FISH MEALS, FISH COMPONENTS, AND FISH PROTEIN HYDROLYSATES AS POTENTIAL INGREDIENTS IN PET FOODS.

Authors: FOLADOR, J.F. - UNIV. OF ILLINOIS; KARR-LILIENTHAL, L.K. - UNIV. OF ILLINOIS; PARSONS, C.M. - UNIV. OF ILLINOIS; BAUER, L.L. - UNIV. OF ILLINOIS; UTTERBACK, P.L. - UNIV. OF ILLINOIS; SCHASTEEN, C.S. - NOVUS INTERNATIONAL, INC.; Bechtel, Peter; FAHEY, G.C. - UNIV. OF ILLINOIS

Submitted to: Journal of Animal Science
Publication Type: Peer Reviewed Journal
Publication Acceptance Date: 6/1/2006
Publication Date: 10/20/2006
Citation: Folador, J., Karr-Lilienthal, L., Parsons, C., Bauer, L., Utterback, P., Schasteen, C., Bechtel, P.J., Fahey, G. 2006. Fish meals, fish components, and fish protein hydrolysates as potential ingredients in pet foods. Journal of Animal Science 84(10):2752-2765.

Interpretive Summary: The chemical composition and protein quality of thirteen fish substrates (pollock by-products, fish protein hydrolysates, and fish meals) was conducted. In addition, the palatability of two of these substrates, salmon protein hydrolysate and salmon meal with crushed bones, as components of dog diets was evaluated. Pollock by-products differed in concentrations of crude protein, crude fat, total amino acids and gross energy; however protein hydrolysates and fish meals were less variable. Salmon protein hydrolysate had the highest protein solubility in 0.2% KOH. Pollock milt, pollock viscera, red salmon hydrolysate, and sole hydrolysate had comparable values as assessed by the Immobilized Digestive Enzyme Assay and the cecectomized rooster assay. A chick protein efficiency ratio (PER) assay compared salmon meal with crushed bone and salmon hydrolysate to a whole egg meal showed the former had high protein quality, whereas the latter had poor protein quality. However, both of these fish substrates were found to be good protein sources with an essential amino acid index values of 1.0 and 0.9. Salmon protein hydrolysate was especially palatable to dogs. These data suggest that chemical composition and nutritional quality of fish substrates differ greatly and are affected by the specific part of the fish and by the processing conditions used to prepare fish meals and fish protein hydrolysates.
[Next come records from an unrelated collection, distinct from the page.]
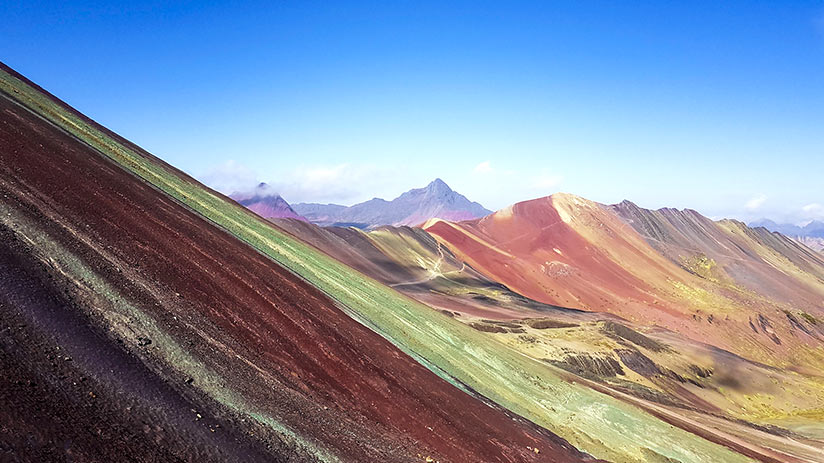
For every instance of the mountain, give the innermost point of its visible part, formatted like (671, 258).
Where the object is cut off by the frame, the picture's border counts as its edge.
(617, 353)
(144, 314)
(754, 293)
(266, 204)
(411, 208)
(811, 234)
Technical Abstract: An experiment to determine the chemical composition and protein quality of thirteen fish substrates (pollock by-products, fish protein hydrolysates, and fish meals) was conducted, as was an experiment to determine palatability of two of these substrates, salmon protein hydrolysate and salmon meal with crushed bones, as components of dog diets. Pollock by-products differed in concentrations of crude protein, crude fat, total amino acids and gross energy; however protein hydrolysates and fish meals were less variable. Biogenic amine concentrations were much higher in fish protein hydrolysates as compared with pollock by-products and fish meals. Salmon protein hydrolysate had the highest protein solubility in 0.2% KOH. Based on calculations using Immobilized Digestive Enzyme Assay (IDEA) values, lysine digestibility of fish meal substrates was comparable to cecectomized rooster assay values and averaged approximately 90.3%. Also pollock milt, pollock viscera, red salmon hydrolysate, and sole hydrolysate had comparable values as assessed by IDEA and rooster assays. A chick protein efficiency ratio (PER) assay compared salmon meal with crushed bone and salmon hydrolysate to a whole egg meal control and showed the former had high protein quality (PER=3.5) whereas the latter had poor protein quality (PER =1.5). However, using whole egg meal as the reference protein, both fish substrates were found to be good protein sources with an essential amino acid index of 1.0 and 0.9 for salmon meal with crushed bone and salmon hydrolysate, respectively. Salmon protein hydrolysate was especially palatable to dogs. These data suggest that chemical composition and nutritional quality of fish substrates differ greatly and are affected by the specific part of the fish and by the processing conditions used to prepare fish meals and fish protein hydrolysates.